PENSIERI SULL’AUTOSTIMA … 

Stare bene con se stessi vuol dire stare ben con gli altri.
L’idea che abbiamo di noi stessi è una costruzione complessa, di cui non siamo pienamente consapevoli. Questa valutazione di sé è dinamica e si muove nel tempo su un continuum che prevede due estremi, quello positivo e quello negativo.La bassa autostima aumenta il senso di insicurezza ed inadeguatezza, la convinzione di non essere in grado di poter contare su se stessi e di essere quindi padroni della propria vita.
La prima cosa di cui è importante rendersi conto è il fatto che già la semplice idea che ci siamo fatti di noi stessi tende a condizionare il nostro comportamento in modo tale da “autoconfermare” l’idea stessa: è il cosiddetto effetto di “profezia che si autoavvera”. Nei casi di bassa autostima, la profezia è di tipo negativo ad esempio “Io non sono capace da solo” di decidere, agire, pensare.

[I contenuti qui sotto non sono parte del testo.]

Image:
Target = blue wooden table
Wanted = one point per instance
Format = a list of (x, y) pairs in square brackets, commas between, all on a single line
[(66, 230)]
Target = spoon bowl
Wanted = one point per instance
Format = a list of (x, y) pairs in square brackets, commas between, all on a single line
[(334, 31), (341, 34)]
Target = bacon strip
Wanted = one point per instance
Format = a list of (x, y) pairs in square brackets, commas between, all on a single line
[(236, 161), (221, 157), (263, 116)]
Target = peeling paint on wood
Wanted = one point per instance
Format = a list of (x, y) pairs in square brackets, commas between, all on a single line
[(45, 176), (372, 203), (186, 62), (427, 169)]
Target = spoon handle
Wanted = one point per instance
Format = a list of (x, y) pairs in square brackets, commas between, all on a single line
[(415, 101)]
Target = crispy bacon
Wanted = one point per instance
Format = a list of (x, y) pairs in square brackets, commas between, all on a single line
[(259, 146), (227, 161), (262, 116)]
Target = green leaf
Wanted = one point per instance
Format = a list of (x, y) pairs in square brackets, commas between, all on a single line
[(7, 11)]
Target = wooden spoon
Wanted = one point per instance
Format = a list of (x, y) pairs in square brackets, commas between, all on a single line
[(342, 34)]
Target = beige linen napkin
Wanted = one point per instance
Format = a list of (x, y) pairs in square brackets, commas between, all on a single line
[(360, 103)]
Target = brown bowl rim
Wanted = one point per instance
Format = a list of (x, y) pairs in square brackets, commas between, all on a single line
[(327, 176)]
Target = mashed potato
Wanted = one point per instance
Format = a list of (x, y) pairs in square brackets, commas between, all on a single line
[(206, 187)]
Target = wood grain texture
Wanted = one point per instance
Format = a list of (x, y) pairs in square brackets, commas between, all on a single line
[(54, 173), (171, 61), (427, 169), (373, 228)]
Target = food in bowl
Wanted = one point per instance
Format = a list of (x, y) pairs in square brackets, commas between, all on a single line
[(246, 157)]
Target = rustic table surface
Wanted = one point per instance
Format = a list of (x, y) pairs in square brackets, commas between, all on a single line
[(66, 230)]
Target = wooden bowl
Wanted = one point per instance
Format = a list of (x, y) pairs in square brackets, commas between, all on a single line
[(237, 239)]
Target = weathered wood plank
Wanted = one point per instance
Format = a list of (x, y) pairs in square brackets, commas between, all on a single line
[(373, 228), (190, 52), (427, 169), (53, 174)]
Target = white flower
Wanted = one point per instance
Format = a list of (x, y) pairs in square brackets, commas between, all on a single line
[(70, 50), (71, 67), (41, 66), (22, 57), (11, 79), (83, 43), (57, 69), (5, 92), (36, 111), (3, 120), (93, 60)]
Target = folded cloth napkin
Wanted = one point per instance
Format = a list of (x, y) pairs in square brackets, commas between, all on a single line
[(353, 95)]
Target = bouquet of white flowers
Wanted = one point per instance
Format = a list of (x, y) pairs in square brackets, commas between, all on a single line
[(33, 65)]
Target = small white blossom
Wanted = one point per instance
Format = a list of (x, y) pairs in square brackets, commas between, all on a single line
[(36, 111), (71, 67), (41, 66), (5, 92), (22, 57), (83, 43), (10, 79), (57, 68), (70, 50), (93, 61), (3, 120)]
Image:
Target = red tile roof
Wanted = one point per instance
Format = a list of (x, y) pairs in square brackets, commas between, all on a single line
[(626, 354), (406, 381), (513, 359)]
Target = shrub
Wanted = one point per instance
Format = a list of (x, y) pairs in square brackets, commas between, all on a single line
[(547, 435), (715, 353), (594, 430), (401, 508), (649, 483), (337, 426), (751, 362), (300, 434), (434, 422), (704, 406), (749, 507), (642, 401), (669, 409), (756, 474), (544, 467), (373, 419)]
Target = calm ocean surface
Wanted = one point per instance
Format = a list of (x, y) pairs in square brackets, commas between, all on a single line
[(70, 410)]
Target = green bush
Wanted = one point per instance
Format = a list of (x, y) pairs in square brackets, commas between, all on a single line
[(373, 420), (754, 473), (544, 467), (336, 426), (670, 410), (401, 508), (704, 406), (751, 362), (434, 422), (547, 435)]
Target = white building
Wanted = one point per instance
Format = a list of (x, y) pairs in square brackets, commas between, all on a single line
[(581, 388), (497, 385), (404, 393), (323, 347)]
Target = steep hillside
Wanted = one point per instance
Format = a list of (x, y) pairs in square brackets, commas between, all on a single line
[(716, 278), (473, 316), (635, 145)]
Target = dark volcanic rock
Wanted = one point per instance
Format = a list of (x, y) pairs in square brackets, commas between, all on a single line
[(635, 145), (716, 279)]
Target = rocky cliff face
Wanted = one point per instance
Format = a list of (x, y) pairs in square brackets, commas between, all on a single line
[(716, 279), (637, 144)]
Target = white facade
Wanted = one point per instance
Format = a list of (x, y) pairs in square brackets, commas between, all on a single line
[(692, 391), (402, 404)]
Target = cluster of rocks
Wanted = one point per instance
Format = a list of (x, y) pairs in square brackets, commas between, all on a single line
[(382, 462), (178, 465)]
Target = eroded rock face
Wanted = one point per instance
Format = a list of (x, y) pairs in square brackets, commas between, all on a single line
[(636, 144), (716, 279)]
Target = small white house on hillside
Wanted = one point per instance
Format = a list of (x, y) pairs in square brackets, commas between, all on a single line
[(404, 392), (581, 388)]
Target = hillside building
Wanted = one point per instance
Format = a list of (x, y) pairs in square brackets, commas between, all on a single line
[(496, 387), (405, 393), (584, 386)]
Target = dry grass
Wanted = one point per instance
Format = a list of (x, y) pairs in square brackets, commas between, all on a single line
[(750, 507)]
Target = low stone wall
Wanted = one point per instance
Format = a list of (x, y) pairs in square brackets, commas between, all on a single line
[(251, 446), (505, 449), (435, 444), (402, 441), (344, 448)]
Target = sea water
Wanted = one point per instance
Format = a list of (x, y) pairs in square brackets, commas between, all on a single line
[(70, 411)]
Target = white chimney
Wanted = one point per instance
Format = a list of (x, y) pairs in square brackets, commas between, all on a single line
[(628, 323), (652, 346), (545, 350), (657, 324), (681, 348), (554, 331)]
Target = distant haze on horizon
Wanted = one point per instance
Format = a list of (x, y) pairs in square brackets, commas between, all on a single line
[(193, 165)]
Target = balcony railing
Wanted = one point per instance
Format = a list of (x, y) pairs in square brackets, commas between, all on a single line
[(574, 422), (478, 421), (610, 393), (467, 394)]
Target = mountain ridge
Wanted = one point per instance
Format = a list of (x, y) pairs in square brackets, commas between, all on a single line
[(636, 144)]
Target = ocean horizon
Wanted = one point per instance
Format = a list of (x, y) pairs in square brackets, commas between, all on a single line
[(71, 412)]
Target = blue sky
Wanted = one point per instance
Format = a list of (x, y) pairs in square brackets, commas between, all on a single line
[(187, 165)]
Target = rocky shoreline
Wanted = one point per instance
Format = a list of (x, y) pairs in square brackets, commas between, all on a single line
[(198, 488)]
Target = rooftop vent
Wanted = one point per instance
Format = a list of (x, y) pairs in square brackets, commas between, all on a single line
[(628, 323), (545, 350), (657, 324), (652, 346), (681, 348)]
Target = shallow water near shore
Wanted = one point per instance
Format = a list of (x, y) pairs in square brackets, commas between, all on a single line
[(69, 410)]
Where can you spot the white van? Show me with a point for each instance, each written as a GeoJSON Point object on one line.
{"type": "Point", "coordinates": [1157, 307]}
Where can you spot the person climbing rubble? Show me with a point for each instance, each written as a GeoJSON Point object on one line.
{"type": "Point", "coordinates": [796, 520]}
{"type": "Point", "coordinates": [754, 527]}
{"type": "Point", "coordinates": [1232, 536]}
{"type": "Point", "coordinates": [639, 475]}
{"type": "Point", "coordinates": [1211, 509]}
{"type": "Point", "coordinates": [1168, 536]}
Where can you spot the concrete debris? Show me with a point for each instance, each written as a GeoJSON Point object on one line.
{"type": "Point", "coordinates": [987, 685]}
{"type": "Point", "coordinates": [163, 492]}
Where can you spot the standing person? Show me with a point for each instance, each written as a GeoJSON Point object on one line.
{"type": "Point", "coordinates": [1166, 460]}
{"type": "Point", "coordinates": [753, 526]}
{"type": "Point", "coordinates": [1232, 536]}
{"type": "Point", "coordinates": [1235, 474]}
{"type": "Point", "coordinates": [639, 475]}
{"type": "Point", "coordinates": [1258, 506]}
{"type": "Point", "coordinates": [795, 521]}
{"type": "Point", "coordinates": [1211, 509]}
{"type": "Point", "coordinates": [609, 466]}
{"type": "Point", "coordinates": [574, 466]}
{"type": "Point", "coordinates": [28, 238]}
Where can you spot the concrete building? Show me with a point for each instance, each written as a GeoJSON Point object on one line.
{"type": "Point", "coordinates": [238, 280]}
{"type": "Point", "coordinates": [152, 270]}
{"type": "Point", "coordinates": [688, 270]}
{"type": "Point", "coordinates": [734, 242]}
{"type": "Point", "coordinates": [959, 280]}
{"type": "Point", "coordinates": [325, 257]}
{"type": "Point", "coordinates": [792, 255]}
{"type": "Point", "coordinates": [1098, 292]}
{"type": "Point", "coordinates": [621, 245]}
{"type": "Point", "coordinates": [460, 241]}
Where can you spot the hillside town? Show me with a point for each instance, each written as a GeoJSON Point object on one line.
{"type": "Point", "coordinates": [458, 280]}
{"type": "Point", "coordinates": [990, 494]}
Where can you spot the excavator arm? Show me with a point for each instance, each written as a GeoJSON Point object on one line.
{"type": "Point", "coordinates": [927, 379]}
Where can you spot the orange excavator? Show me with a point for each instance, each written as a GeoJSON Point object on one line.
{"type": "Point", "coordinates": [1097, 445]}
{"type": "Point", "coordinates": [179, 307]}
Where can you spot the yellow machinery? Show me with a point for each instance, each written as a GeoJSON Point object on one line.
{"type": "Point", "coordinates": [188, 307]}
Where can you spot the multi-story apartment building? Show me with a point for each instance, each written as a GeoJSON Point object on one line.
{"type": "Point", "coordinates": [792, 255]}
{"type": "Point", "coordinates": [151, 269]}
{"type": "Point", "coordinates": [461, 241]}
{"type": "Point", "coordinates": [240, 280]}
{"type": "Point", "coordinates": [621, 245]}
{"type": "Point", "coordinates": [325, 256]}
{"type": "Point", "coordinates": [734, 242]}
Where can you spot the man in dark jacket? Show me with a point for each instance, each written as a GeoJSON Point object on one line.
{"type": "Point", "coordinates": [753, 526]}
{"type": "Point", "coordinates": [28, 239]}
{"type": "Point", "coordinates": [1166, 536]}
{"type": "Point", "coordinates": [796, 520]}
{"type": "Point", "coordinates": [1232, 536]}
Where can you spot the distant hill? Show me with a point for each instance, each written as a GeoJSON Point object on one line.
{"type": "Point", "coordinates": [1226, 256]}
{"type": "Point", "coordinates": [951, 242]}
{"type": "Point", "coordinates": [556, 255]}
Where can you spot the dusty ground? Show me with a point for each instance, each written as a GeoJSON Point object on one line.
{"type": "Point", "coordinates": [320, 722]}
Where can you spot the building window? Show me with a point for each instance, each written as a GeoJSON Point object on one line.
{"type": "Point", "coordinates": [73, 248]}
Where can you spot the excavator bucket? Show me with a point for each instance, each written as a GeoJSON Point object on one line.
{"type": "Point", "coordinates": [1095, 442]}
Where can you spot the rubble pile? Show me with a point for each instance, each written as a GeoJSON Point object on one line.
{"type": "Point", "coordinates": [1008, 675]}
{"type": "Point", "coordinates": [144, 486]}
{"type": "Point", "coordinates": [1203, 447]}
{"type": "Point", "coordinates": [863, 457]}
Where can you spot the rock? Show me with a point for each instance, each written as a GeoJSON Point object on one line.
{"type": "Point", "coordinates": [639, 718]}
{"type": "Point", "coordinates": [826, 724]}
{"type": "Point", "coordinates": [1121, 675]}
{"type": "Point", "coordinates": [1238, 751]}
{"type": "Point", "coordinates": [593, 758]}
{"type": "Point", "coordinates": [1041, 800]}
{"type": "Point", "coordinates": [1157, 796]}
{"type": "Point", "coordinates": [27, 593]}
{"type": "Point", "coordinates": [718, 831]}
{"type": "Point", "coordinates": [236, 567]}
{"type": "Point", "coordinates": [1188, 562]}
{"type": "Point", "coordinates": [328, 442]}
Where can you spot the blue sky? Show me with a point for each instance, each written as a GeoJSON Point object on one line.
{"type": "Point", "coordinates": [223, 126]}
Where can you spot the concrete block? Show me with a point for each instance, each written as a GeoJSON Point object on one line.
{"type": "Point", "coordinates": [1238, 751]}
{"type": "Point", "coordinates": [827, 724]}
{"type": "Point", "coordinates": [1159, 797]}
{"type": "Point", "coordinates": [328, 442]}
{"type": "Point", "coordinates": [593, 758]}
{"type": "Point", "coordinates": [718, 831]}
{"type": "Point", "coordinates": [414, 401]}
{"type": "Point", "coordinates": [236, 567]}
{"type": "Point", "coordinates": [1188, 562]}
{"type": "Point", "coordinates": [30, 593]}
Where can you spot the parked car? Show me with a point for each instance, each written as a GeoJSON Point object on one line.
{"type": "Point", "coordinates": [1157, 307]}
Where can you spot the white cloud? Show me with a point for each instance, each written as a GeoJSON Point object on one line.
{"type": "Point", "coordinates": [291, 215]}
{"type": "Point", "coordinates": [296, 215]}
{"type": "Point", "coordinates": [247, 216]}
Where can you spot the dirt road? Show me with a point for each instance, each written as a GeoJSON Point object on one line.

L’eccesso opposto del continuum è un’alta autostima, che è necessaria per star bene con se stessi e con gli altri, può diventare a suo modo un problema. Troppa sicurezza di sé, la convinzione di star facendo sempre e comunque la cosa giusta, impediscono una visione obiettiva della realtà.
Non si nasce con la giusta autostima, essa va piuttosto coltivata, curata, alimentata durante il corso dell’esistenza. Una sana autostima permette di percepirsi in modo realistico e di riequilibrarsi costantemente e in maniera indipendente dal giudizio altrui.